Нет, это не напоминание о нем. Это — боль и признание. Признание, что ты все та же… что пойдешь вместе в любую блокаду… Нет, как и тогда, ты не пойдешь без дочери, только с ней. Ты боишься, ты дрожишь, чтоб кто-нибудь не стал между вами, мертвый или живой… Не бойся. Не станет. Никто! Теперь уже никто!

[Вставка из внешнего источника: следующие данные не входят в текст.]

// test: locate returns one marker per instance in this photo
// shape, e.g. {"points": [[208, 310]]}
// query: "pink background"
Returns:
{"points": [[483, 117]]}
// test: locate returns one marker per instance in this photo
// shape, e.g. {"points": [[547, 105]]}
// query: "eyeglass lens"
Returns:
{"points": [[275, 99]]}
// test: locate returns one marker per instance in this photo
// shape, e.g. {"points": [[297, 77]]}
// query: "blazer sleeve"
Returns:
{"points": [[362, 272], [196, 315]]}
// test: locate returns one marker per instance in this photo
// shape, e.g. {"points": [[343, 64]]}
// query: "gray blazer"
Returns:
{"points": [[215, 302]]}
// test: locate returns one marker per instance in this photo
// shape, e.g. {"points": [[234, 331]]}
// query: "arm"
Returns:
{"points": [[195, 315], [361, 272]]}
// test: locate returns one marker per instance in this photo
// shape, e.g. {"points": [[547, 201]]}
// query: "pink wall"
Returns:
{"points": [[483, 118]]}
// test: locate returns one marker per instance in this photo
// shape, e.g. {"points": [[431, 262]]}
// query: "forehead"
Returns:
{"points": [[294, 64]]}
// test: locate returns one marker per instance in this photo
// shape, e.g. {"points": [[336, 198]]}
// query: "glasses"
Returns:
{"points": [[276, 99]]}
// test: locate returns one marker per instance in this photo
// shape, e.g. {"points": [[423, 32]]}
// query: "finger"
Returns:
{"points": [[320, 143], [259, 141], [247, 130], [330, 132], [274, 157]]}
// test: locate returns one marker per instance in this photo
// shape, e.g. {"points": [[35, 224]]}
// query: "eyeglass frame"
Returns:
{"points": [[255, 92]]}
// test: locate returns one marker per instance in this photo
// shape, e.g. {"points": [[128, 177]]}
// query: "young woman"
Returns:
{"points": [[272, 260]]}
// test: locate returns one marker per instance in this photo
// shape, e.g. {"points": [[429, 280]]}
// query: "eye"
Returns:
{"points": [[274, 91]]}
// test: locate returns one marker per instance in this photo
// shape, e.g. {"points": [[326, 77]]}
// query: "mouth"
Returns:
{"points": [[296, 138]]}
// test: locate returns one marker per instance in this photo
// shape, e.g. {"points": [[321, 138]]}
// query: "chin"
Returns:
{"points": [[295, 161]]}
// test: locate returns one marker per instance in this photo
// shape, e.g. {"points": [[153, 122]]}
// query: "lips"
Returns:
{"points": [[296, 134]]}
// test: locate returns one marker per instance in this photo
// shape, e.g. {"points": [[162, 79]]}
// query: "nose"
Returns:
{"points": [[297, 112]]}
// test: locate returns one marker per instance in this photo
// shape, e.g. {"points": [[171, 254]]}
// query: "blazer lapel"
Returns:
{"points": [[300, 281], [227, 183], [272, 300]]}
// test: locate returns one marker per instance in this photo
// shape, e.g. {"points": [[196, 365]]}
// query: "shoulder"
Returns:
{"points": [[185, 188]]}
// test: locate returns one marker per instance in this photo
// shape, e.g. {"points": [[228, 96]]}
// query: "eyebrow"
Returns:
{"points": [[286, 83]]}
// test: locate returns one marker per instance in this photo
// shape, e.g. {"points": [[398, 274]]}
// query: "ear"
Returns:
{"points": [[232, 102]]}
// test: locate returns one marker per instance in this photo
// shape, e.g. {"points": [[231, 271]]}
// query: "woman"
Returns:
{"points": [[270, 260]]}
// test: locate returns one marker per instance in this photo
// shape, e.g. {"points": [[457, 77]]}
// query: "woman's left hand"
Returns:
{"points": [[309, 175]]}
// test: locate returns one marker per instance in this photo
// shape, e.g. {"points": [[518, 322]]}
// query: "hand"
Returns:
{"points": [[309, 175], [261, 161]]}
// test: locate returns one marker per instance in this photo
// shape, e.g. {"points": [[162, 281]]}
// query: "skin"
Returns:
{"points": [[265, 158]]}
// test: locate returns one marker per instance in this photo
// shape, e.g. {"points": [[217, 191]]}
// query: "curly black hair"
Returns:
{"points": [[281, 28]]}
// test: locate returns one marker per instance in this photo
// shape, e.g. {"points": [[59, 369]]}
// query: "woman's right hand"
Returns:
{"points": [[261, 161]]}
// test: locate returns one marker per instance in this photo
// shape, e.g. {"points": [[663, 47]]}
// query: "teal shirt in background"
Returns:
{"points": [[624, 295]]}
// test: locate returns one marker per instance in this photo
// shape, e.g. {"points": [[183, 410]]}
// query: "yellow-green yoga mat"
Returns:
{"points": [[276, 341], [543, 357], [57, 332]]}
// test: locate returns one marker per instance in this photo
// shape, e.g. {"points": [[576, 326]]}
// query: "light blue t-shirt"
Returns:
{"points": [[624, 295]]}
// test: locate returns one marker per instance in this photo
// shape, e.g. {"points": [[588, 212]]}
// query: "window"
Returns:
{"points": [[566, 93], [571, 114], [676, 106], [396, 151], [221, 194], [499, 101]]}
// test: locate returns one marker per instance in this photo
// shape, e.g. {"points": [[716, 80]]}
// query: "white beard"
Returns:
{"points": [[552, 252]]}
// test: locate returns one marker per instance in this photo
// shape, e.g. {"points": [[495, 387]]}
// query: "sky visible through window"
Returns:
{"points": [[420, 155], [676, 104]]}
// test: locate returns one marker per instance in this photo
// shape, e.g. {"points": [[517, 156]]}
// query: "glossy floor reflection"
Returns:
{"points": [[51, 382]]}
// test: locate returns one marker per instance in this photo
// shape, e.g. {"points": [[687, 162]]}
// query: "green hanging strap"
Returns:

…Все глубже и глубже вязнут ноги в трясине, зеленой, густой, липучей. На плече пулемет… Какой он сегодня тяжелый! А ребенок на руках легкий. Совсем легонький, как пушинка. Может быть, его нет? Может быть, осталось одно одеяльце? Нет, он слышит его дыханье, ровное, спокойное посапывание носиком. Но не слышит другого — чавканья трясины за спиной — шагов, шагов своих людей. Где они? Почему отстали? А может быть, всех скосили пули? Странно такает пулемет — редкими одиночными выстрелами: «так-так, так-так» совсем непохоже на обычные. Ему надо оглянуться, посмотреть — что там сзади, где люди? Но он не может — от тяжести, из-за боязни провалиться в «волчью яму». Они стынут перед ним черными, блестящими, как деготь, лужами. Он осторожно обходит их, но ноги вязнут все глубже и глубже. Пот заливает лицо, глаза. Хочет крикнуть, но голоса нет, голос где-то там, в сердце, которое распухло, заполнило всю грудь. Однако ему нужно посмотреть назад, непременно нужно! Он пытается обернуться и,, чувствует, что трясина засасывает, тянет за ноги в холодную бездну. По пояс, по грудь… Он поднимает дитя высоко над головой — в небо, к солнцу. Чтоб люди увидели, спасли… Он кричит…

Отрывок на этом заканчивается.